Could you design a simple virtual machine for vector math that a wide range of existing and future vector hardware (SIMD instruction sets, GPUs, FPGAs) could execute efficiently? A sort of equivalent for C’s virtual machine (viewing C as a virtual machine!) but aimed at things that can execute efficiently across a wide range of today’s computers, not 1984’s — a lowest common denominator that’s low enough to get substantial parallelism on almost anything, but not so low that typical code is as slow as typical C code.
I think it’s feasible.
Of course, nonportable code will always be faster, but the idea of the vector VM is to be fast enough to use portable code most of the time.
I was originally thinking of this approach as part of an archival virtual machine proposal, a successor to Chifir sufficiently improved to be workable, whose raison d’être was archaeological in nature — the objective is for an archaeologist finding the artifact to be able to implement the specified virtual machine as a fun afternoon hack, then load the ancient data into it and breathe life back into it. I thought maybe a pipelined vector design could work, but upon further consideration, I decided it wasn’t well suited to compatible reimplementations without reference to an existing working implementation.
Still, though, I think it might be interesting for less demanding purposes, the sort of thing OpenCL and Vulkan are aimed at. It’s sort of a microscopic SPIR-V with about 30 operations, or a VM for Wadge’s Lucid.
Old Cray machines weren’t parallel-SIMD, where you could add, subtract, multiply, take the square root, or whatever of each of 4 or 8 or 16 values in a single cycle; instead they had some 8 “vector registers” of, say, 64 single-precision floats, and vector operations on them which operated elementwise. But the machines didn’t have 64 floating-point execution units; they might have 6. So a vector-to-vector operation necessarily took place one float at a time, but pipelined, with one result per cycle. Moreover, you could “chain” operations from one register to the next, and even to main memory. So, for example, you might compute mx + b, for vector values of the variables, as follows:
vectorload m_addr, V1
vectorload x_addr, V2
vectorload b_addr, V4
vectormul V1, V2, V3
vectoradd V3, V4, V5
vectorstore V5, y_addr
So with six instructions you would start the computation of the values, and then it might take 64 more clock cycles to finish. This is how the Cray-1 got 138 megaflops, bursting to 240 megaflops, in 1977, on an 80MHz clock.

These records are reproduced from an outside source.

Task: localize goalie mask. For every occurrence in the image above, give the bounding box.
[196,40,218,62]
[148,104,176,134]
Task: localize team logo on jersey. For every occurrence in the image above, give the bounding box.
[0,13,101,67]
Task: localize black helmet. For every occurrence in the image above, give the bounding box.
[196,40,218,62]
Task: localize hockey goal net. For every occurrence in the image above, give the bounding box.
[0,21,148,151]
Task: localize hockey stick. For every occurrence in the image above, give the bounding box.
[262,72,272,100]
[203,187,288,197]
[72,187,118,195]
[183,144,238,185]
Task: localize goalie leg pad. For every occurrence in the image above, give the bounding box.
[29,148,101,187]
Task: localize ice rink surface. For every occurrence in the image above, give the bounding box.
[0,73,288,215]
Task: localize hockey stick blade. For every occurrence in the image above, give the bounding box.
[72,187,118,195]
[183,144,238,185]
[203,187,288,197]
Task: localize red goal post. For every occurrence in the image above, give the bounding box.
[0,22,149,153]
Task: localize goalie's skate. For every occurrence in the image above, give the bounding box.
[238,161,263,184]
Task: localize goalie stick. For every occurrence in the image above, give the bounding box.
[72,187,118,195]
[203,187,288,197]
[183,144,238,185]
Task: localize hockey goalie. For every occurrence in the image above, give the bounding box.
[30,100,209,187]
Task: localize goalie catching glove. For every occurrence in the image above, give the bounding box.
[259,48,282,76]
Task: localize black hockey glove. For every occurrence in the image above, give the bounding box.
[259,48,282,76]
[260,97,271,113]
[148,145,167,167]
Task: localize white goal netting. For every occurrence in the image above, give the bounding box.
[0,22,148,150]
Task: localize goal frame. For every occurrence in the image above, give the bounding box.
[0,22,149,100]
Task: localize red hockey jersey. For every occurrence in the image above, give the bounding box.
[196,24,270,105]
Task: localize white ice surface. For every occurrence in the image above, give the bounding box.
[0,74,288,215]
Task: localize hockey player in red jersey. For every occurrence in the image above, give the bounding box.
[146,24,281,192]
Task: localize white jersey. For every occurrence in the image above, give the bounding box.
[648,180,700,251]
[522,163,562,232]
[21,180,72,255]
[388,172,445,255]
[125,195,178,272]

It’s also very similar to how Numpy gets reasonable performance for numerical code despite being an extension for dog-slow CPython. This, plus Python’s “iterable” interface (now adopted by JS and Java), suggests the approach of computing abstract sequences of values (of some arbitrary length) rather than individual values or vector values of some fixed length, and including a stride argument in the vector memory fetch instruction.
Consider a matrix-matrix multiply C = AB. Here, in C-style row-major form (which is backwards from standard mathematical notation) C[i][j] = Σₖ A[i][k] B[k][j], or Cᵢⱼ = ΣₖAᵢₖBₖⱼ; writing that as nested loops:
C = {0}; // everywhere (this is not valid C syntax)
for (int i = 0; i < A_rows; i++) {
for (int j = 0; j < B_rows; j++) {
for (int k = 0; k < A_cols; k++) {
C[i][j] += A[i][k] * B[k][j];
}
}
}
Thus written, the code is precisely equivalent if we swap inner and outer loops into any of the 6 permutations. As written, it totals each item of C separately, iterating over a column of A and a row of B for each one; but we could also, for example, multiply a cell of A by a row of B, sending the results to the corresponding row of C, merely by swapping the inner two loops:
C = {0};
for (int i = 0; i < A_rows; i++) {
for (int k = 0; k < A_cols; k++) {
for (int j = 0; j < B_rows; j++) {
C[i][j] += A[i][k] * B[k][j];
}
}
}
That is, Cᵢ = ΣₖAᵢₖBₖ.
We could turn the inner loop here into a program that reads a vector from memory, multiplies it by a scalar (previously loaded from A), reads another vector from memory (the row of C), adds the product to it, and writes it back where it came from.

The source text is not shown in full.